Javi Robles

Personal information
- Full name: José Javier Robles Belmonte
- Date of birth: 3 October 2000 (age 25)
- Place of birth: Almería, Spain
- Height: 1.86 m (6 ft 1 in)
- Position: Midfielder

Team information
- Current team: SS Reyes
- Number: 14

Youth career
- 2005–2008: Natación Almería
- 2008–2010: Pavía
- 2010–2015: Almería
- 2015–2017: Real Madrid
- 2017–2019: Almería

Senior career*
- Years: Team / Apps / (Gls)
- 2019–2021: Almería B / 47 / (6)
- 2021–2023: Almería / 10 / (0)
- 2022–2023: → Fuenlabrada (loan) / 15 / (0)
- 2023: Pontevedra / 10 / (0)
- 2023–2024: Lleida Esportiu / 14 / (0)
- 2024–2025: Illescas / 25 / (0)
- 2025–: SS Reyes / 26 / (0)

= Javi Robles =

Spanish footballer

José Javier "Javi" Robles Belmonte (born 3 October 2000) is a Spanish footballer who plays as a central midfielder for Segunda Federación club SS Reyes.

==Club career==
Born in Almería, Andalusia, Robles joined Real Madrid's La Fábrica in 2015, from UD Almería. He returned to his previous club in 2017, and made his senior debut with the reserves on 12 May 2019, starting and being sent off in a 0–2 Segunda División B away loss against CD El Ejido.

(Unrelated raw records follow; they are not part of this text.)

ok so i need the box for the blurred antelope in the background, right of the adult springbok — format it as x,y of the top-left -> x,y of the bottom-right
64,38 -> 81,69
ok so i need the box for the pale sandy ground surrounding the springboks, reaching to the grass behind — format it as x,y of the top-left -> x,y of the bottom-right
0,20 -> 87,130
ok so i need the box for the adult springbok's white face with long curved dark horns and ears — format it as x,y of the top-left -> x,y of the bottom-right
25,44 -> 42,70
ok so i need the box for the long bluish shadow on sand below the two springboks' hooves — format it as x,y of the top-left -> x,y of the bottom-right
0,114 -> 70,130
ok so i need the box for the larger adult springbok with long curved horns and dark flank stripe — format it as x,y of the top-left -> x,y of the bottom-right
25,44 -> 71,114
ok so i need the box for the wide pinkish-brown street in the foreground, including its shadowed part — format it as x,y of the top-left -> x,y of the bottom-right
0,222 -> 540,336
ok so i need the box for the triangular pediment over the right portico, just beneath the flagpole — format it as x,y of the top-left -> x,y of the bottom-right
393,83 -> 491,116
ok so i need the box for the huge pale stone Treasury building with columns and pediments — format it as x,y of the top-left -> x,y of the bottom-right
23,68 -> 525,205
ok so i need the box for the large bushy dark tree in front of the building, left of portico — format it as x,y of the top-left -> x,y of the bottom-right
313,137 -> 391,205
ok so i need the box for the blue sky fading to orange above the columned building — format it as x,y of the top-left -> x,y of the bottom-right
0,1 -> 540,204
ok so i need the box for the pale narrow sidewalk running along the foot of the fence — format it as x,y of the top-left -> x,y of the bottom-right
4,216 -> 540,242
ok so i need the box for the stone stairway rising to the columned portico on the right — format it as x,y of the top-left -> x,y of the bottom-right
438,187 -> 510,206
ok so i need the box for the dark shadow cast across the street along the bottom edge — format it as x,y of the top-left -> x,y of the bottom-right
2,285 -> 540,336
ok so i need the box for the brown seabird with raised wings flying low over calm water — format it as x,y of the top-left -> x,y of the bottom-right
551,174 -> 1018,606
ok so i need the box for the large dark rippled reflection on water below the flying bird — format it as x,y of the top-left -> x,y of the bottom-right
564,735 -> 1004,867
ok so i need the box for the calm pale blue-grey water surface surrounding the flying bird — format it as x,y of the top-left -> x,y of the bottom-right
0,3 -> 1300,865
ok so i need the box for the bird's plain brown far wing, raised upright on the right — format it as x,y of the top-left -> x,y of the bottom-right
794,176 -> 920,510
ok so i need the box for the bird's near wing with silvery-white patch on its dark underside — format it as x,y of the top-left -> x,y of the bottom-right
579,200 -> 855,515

Robles scored his first senior goal on 1 November 2019, netting the equalizer in a 1–1 home draw against CD Huétor Tájar in the Tercera División. He made his first-team debut on 16 August 2021, coming on as a late substitute for Lucas Robertone in a 3–1 Segunda División away win against FC Cartagena.

On 17 July 2022, Robles was loaned to Primera División RFEF side CF Fuenlabrada for the season. The following 31 January, his loan was cut short; he subsequently terminated his link with the Rojiblancos and signed for Pontevedra CF also in the third division.